Woke in the WELS: An Honest Conversation about Sexuality: Video 4
And on to Video Four, where we are going to focus on one of the panelists. For the first three videos I tried to avoid this for a few reasons: first, I remember being in my late teens and having some pretty bad takes, secondly, we should really be holding Ben and Bill responsible for the content since they are moderating and producing this thing. In video 5 you can hear Bill off-camera guiding a discussion point - which changed my mind since this isn't just eavesdropping on some teens having a discussion, they are being actively guided to hit certain points, and in video 2 there were definite overtones of the youth 'getting it' in contrast with the older generations. So let us examine the wisdom of the youth.

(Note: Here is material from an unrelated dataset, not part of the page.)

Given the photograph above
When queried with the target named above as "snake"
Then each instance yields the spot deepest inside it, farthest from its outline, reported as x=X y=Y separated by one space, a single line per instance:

We're going to focus on the woman in yellow, who I would guess based on her comments is studying to be an education major. Her comments are somewhat chilling, but I imagine common in her studies.
"I also feel like it's important to allow [young children] to ask the questions, and it's becoming much easier now because of all the representation that's being shown in pretty much any movie or TV show that you can watch even for young kids. And so not limiting what they see, like if you know that this movie has a homosexual couple in them, or like a kiss or something that they don't want them to see, that isn't something that you should limit them from because it allows them to see it and ask questions about it. And then you can approach it. But that way you're not necessarily forcing something on them that they don't understand that way they've seen it firsthand and can try to understand it in their mind. And if they don't, they can ask you. Or even if you take them to a movie, you can bring it up 'so this happened. do you have any questions?'
This is a lovely opinion from a single woman who has not married or had kids, and I'd be curious when her kids are toddling around if she still holds to it. There are a range of ages where I think it is appropriate to protect your children from the world. As a young child, they are sponges of their environment and at that young age it is appropriate time to ground them in what is good, true and beautiful to give them something to anchor them so that as they get older and face the not-good, untrue and ugly they see it in contrast, for what it really is. This is the traditional view of classical education.
"And I think I've seen a lot of parents who will be angry that different things are now starting to be taught in school, whether it's stuff about homosexuality or some people are even upset about, um, like race and transgender, all the different things."
Yes, because besides your viewpoint on the appropriateness of introducing homosexual media to young children, your interpretation of homosexuality, race and transgenderism might be colored differently than mine.
"But I think that it's not going away. You need to make sure people know and are prepared for what they are going to see in the world and who they are going to meet and even be friends with. And if you're not starting that at a young age, you can make people bigots without meaning to."
Define 'bigot'?
(The contrast "a lot of parents will be angry ... but I think you need" leads me to believe she is studying in education, and if so, these comments should be concerning to parents thinking about putting their kids in any school, even a WELS one.)
In the second round of discussions we return to the same young lady, who observes:
"And I think that it is important to get the context of why [LGBTQ+] are coming to you... in a way that I am struggling with this, I need help. Or are they coming to [you as] this is me, this is who I am, I want you to know, because I think you have very different reactions to those situations. In both situations, you should not do anything to make them feel like they are in the wrong for feeling that way."
Feelings are sacrosanct. She's probably learning SEL in her education curriculum.
"But in [the case of someone struggling] of like, I'm praying for you, I'm here for you. We'll get through this when they are struggling, would be a positive answer. But if someone is coming to you because they trust you, they love you, they want you to know this about themselves, and your response is I'm praying for you, we'll get through this - it's not the most loving response in the world."
Her definition of love is faulty, then. Love for God is keeping His commandments (1 John 5:3), including the command He gave at the ascension that we would be His witnesses (Acts 1:8). Affirming sin is the opposite of the kind of love a Christian is to have for their neighbor. The Christian witness to love your neighbor as yourself (Mark 12:31) would require us to call our neighbor to repentance if that's how we ourselves, as Christians, want to be treated.
Without being shown their need for Christ, no sinner is going to want to be called to repentance.
"So I think it is important to understand and read the room and know how you can still show them love without telling them that they are struggling and that they are in the wrong, if that's not the help they are looking for at that time."
The blind spot to LGBTQ+ sins is amazing. Recast this into any other sin and it sounds ridiculous:
"Show the child molester love without telling them that they are struggling and that they are in the wrong, if that's not the help they are looking for at that time."